Administración de bots y cuentas de servicio con autenticación en dos fases

Puedes administrar el acceso compartido a los bots y las cuentas de servicio que tengan habilitada la autenticación en dos fases.

En este artículo

Acerca de la administración de bots y cuentas de servicio con autenticación en dos fases

Debes asegurarte de que la autenticación en dos fases está habilitada tanto en las cuentas desatendidas como en las cuentas de acceso compartido de tu organización, como bots y cuentas de servicio, para que estas cuentas permanezcan protegidas. La habilitación de la autenticación en dos fases en un bot o una cuenta de servicio garantiza que los usuarios deben autenticarse con la autenticación en dos fases para iniciar sesión en la cuenta en GitHub.com. No afecta a la capacidad de la cuenta para autenticarse con sus tokens existentes en automatizaciones.

Nota: Cuando exija el uso de la autenticación en dos fases para su organización, las cuentas desatendidas que no usen la autenticación en dos fases se quitarán de la organización y perderán el acceso a sus repositorios.

Administración del acceso compartido a bots o cuentas de servicio con autenticación en dos fases

GitHub recomienda seguir los pasos que se indican a continuación para administrar el acceso compartido a bots o cuentas de servicio con la autenticación en dos fases habilitada. Estos pasos garantizan que los únicos usuarios que van a poder iniciar sesión en la cuenta serán los que tengan acceso a una lista de distribución de correo (controlada por usted) y un secreto TOTP almacenado centralmente.

  1. Configura una lista de distribución de correo para el bot o la cuenta de servicio que tenga todos los propietarios de la cuenta como miembros del alias.

  2. Agrega la nueva dirección de la lista de distribución de correo como una dirección de correo electrónico comprobada en la configuración de la cuenta compartida. Para más información, vea «Agregar una dirección de correo electrónico a tu cuenta de GitHub».
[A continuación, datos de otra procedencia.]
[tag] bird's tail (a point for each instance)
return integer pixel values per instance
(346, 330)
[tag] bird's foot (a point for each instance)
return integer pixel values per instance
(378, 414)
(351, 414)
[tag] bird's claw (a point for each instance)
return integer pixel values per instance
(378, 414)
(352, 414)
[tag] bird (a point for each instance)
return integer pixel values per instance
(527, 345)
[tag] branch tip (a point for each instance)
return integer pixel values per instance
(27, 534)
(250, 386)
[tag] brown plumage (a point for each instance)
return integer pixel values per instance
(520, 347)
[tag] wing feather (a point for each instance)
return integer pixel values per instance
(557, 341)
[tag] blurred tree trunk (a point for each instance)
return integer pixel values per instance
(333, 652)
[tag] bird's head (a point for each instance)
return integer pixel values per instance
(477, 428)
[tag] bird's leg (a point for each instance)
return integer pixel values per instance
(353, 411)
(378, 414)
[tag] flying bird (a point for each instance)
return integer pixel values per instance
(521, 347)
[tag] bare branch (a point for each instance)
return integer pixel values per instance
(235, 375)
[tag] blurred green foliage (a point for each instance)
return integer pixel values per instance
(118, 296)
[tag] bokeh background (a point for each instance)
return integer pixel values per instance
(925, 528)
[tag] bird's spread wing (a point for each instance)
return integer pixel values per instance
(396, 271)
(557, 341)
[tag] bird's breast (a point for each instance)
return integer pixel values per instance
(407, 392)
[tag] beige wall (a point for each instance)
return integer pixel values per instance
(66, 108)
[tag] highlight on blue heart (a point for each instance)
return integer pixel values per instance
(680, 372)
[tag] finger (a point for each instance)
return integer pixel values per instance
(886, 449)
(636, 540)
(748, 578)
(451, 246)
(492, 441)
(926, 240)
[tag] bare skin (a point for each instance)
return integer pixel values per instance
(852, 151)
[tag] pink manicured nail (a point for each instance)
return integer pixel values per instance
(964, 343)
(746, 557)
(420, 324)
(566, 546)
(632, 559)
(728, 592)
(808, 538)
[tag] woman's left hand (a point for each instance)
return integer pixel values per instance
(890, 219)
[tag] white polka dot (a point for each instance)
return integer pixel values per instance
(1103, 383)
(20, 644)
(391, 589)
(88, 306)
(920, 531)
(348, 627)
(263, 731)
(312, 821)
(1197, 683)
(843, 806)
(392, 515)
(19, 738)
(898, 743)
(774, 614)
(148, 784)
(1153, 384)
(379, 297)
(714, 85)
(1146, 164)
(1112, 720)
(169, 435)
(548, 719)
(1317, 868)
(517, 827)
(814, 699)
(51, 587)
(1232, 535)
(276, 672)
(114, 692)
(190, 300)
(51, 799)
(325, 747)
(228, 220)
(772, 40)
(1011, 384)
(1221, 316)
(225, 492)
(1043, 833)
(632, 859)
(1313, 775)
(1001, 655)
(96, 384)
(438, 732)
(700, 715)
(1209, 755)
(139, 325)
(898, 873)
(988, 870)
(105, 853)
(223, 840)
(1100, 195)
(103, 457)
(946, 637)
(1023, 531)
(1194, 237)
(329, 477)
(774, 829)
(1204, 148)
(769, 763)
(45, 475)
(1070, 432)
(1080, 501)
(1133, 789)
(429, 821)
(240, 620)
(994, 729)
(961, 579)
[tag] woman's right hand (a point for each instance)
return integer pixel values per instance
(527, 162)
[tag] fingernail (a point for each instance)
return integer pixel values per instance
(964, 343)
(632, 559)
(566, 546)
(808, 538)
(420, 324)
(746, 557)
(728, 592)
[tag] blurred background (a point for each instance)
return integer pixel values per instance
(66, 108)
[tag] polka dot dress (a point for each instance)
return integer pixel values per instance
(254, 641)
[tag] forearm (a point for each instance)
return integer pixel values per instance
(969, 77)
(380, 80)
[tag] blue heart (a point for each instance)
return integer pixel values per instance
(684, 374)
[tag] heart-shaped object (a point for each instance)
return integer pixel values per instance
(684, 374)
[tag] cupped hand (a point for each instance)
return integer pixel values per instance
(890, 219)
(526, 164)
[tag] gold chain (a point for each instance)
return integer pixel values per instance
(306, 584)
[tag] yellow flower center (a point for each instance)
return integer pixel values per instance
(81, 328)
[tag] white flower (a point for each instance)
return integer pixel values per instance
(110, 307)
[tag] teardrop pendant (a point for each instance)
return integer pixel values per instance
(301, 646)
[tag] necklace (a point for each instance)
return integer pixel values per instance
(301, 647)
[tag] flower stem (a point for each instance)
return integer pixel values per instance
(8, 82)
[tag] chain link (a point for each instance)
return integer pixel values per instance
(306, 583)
  3. Si aún no lo has hecho, configura la autenticación en dos fases para la cuenta de servicio o bot que usa una aplicación autenticadora (TOTP). Para más información, vea «Asegurar tu cuenta con autenticación de dos factores (2FA)».

  4. Almacena el secreto TOTP que se ofrece durante la configuración de la autenticación en dos fases en el administrador de contraseñas que usa tu organización.

    Nota: No almacenes la contraseña de la cuenta compartida en el administrador de contraseñas. Debes usar la funcionalidad de restablecimiento de contraseña siempre que necesites iniciar sesión en la cuenta compartida.

    Si ya has configurado la autenticación en dos fases mediante TOTP y necesitas buscar el secreto TOTP, sigue estos pasos:

    1. En la configuración de la cuenta compartida, haz clic en Contraseña y autenticación.

    2. En "Métodos de dos fases", a la derecha de "Aplicación Authenticator", haz clic en Editar.

    3. En "Aplicación Authenticator", inmediatamente debajo del código QR, haz clic en la clave de configuración.

      Captura de pantalla de la configuración de la "aplicación Authenticator". Un vínculo insertado, titulado "clave de configuración", aparece resaltado con un contorno naranja oscuro.

    4. Copia el secreto que se muestra en el cuadro de diálogo.

    5. Vuelve a configurar la autenticación en dos fases mediante el secreto copiado.

  5. Selecciona una aplicación de la CLI (como oathtool) para generar códigos de TOTP a partir del secreto TOTP. Usarás la aplicación para generar un nuevo código TOTP a partir del secreto TOTP cada vez que necesites acceder a la cuenta. Para más información, consulta oathtool en la documentación de OATH Toolkit.

  6. Cuando necesites acceder a la cuenta, usa la funcionalidad de restablecimiento de contraseña para restablecer la contraseña (a través de la lista de distribución de correo) y usa la aplicación de la CLI para generar un código de TOTP.